A final project for designing and implementing a web search engine using Java, PHP (Laravel), and MySQL. This project includes components for crawling, indexing, ranking, and searching web pages.
- Web Crawler: Fetches web pages and their links for processing.
- Indexer: Extracts, analyzes, and indexes content from crawled pages.
- Ranker: Implements algorithms to rank web pages based on relevance.
- Search Module: Provides a search interface to query indexed data.
Component | Programming Language | Framework/Library | Database |
---|---|---|---|
Web Crawler | Java | Jsoup | MySQL |
Indexer | Java | Custom Logic | MySQL |
Ranker | Java | Custom Logic | MySQL |
Search Interface | PHP | Laravel | MySQL |
- Fetches web pages recursively and extracts links using Jsoup.
- Stores discovered links and their relationships in the database.
- Processes HTML content to extract keywords.
- Removes stop words and applies stemming for indexing.
- Stores indexed data in the MySQL database.
- Calculates the relevance of pages based on indexed keywords and other metrics.
- Stores the ranking results in the database for efficient retrieval.
- Laravel-based front-end for querying the indexed data.
- Displays ranked search results to the user.
-
Clone the repository:
git clone https://github.com/ariantron/WebSearchEngine.git cd WebSearchEngine
-
Set up the database:
- Install MySQL and create a database named
search_engine
. - Import the schema provided in the project.
- Install MySQL and create a database named
-
Configure the database connection:
- Update the connection settings in Java and Laravel projects.
-
Build and run the components:
- Web Crawler: Compile and execute the Java classes under the
Crawler
package. - Indexer: Run the
Indexer
package for indexing web pages. - Search Interface: Start the Laravel application for querying and displaying results.

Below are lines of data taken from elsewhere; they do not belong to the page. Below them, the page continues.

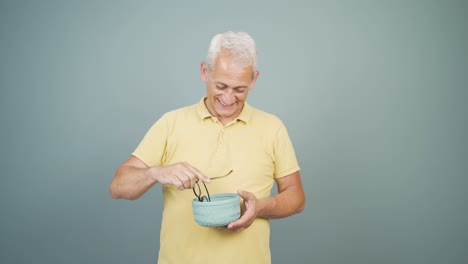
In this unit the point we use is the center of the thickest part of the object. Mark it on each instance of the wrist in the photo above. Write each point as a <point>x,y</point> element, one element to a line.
<point>153,174</point>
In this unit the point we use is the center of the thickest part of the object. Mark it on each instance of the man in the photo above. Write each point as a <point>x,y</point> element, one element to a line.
<point>207,140</point>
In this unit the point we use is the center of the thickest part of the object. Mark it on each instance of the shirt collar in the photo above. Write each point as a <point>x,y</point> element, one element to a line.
<point>203,112</point>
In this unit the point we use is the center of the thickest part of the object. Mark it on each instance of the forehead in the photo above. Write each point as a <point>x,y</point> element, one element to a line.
<point>226,70</point>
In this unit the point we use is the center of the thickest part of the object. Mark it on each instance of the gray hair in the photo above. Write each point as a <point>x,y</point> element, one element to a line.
<point>239,44</point>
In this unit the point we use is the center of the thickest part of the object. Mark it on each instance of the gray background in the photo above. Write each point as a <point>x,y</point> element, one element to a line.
<point>373,94</point>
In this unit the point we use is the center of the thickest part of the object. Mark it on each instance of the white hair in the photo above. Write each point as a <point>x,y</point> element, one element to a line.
<point>240,44</point>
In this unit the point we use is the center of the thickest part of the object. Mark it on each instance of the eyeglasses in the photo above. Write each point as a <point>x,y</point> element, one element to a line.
<point>206,197</point>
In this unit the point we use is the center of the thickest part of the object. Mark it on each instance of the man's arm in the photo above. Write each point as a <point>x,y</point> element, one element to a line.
<point>134,178</point>
<point>289,200</point>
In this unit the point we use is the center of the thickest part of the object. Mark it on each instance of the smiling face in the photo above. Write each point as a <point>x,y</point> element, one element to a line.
<point>227,86</point>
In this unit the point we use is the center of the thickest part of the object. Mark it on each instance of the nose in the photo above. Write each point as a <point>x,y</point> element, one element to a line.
<point>228,97</point>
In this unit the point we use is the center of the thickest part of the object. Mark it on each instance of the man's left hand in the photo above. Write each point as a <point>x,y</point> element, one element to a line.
<point>249,214</point>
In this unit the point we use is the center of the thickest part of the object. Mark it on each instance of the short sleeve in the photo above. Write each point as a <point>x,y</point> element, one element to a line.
<point>152,147</point>
<point>284,155</point>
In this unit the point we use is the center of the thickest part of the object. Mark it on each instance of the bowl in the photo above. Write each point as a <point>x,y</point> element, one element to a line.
<point>223,209</point>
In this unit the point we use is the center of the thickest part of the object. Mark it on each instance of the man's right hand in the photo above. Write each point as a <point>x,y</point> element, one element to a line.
<point>182,175</point>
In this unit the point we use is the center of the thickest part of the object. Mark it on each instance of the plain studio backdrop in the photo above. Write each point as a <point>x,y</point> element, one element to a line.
<point>373,94</point>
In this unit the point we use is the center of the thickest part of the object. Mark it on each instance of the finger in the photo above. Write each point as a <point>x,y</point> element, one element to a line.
<point>198,174</point>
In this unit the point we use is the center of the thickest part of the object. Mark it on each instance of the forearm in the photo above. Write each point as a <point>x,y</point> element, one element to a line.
<point>132,182</point>
<point>290,201</point>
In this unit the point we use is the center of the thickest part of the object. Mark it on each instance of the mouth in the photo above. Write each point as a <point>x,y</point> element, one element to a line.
<point>225,105</point>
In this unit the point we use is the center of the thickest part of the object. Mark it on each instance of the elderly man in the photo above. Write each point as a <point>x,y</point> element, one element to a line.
<point>219,134</point>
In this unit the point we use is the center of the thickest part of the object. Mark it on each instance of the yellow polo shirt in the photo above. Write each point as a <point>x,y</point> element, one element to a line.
<point>256,146</point>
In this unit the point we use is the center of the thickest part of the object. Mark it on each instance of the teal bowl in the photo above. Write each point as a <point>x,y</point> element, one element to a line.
<point>223,209</point>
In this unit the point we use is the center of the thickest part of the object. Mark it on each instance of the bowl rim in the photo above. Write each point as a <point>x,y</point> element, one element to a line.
<point>231,197</point>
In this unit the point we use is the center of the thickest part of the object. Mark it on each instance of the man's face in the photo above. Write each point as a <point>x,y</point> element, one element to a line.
<point>227,86</point>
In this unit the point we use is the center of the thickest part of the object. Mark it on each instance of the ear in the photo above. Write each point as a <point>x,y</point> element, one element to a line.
<point>203,69</point>
<point>254,79</point>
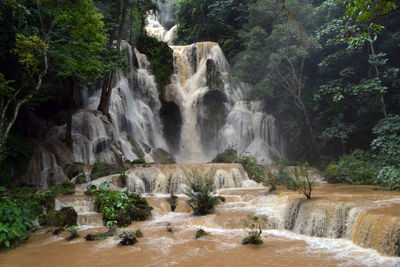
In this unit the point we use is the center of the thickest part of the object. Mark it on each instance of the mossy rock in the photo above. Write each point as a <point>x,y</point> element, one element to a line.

- Web Crawler: Compile and execute the Java classes under the
-
Start the Laravel development server:
php artisan serve
- Jsoup: For parsing HTML and extracting links (Jsoup on Maven).
- htmlcleaner: For cleaning and processing HTML content (htmlcleaner on Maven).
- MySQL Connector: For connecting Java applications to MySQL (MySQL Connector on Maven).
This project is licensed under the MIT License. See the LICENSE file for details.